- Interactive map of Karla (Kose)
- Country: Estonia
- County: Harju County
- Parish: Kose Parish
- Time zone: UTC+2 (EET)
- • Summer (DST): UTC+3 (EEST)

= Karla, Kose Parish =

Village in Estonia

Karla is a village in Kose Parish, Harju County in northern Estonia.

First written record of the village is from 1241 in Danish landmeasuring book (Liber Census Daniae).

Before the Great Northern War (1700–1721) there were 3 villages in the current territory: Kirimäe (13 farms), Söönurme (3 farms) and Karla (17 farms). After the plague (1711) and robbers - there were only 6 families left.

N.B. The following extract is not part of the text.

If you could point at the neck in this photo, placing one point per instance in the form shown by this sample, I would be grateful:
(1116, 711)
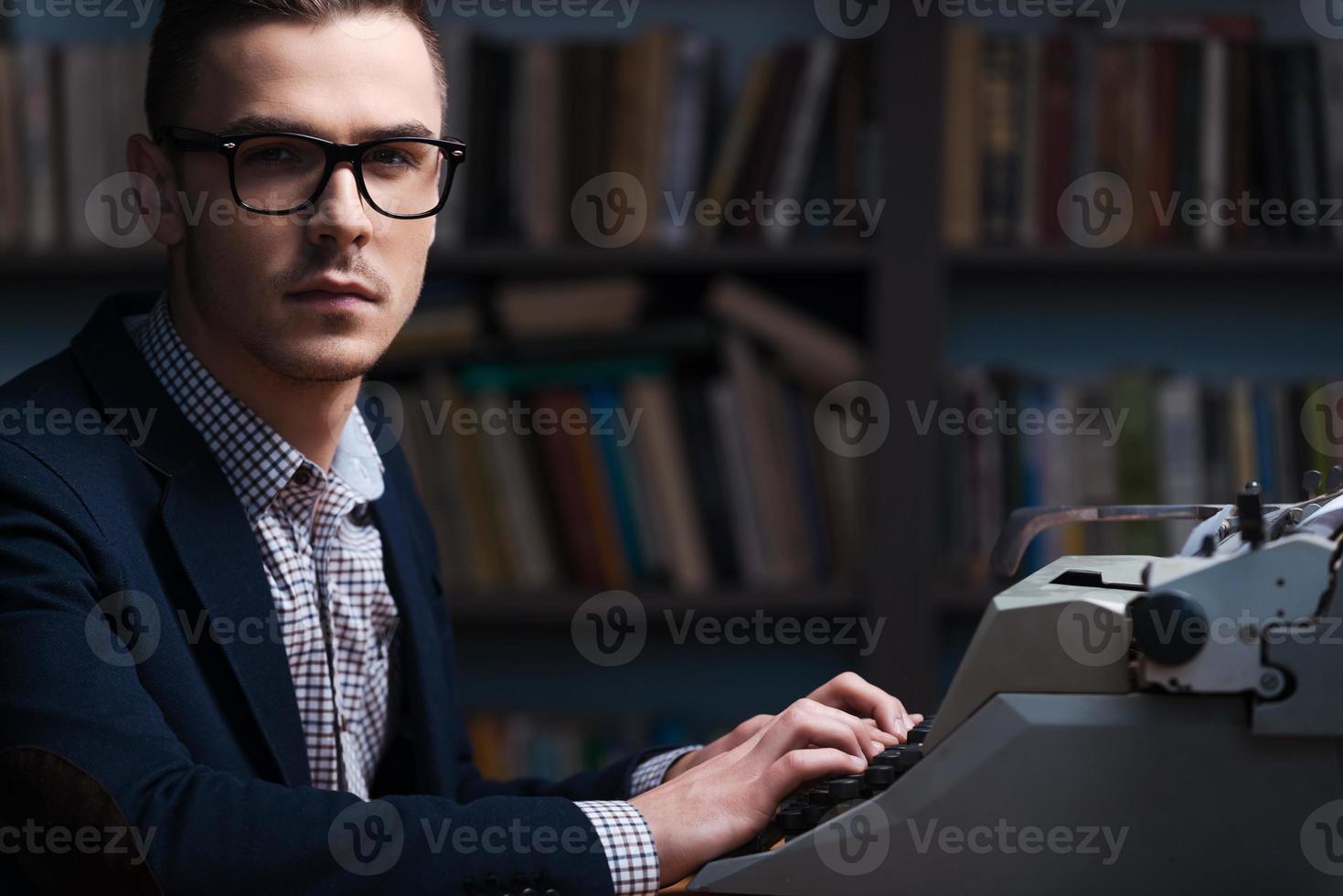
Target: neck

In 1805, there was a Kose-Uuemõisa rebellion from the village farmers against landlords. One of the rebel leaders was Kõlli Toomas from Karla village.

In 1944, during the bombardment of Tallinn, one Russian bomber crashed between Vetka and Matsuhansu farm.

In 1949, by the order from the Soviet state, new kolkhoz was initiated in the village.

After the re-independence of Republic of Estonia, in 1991, there was a local community movement to restore village history and traditions.

Nowadays, the village is mostly known for its horticultural farms and nurseries. Internationally most well-known is Roogoja Farm and family Kivistik (Clematis, grapes and vines) and their one of the most northern collection garden.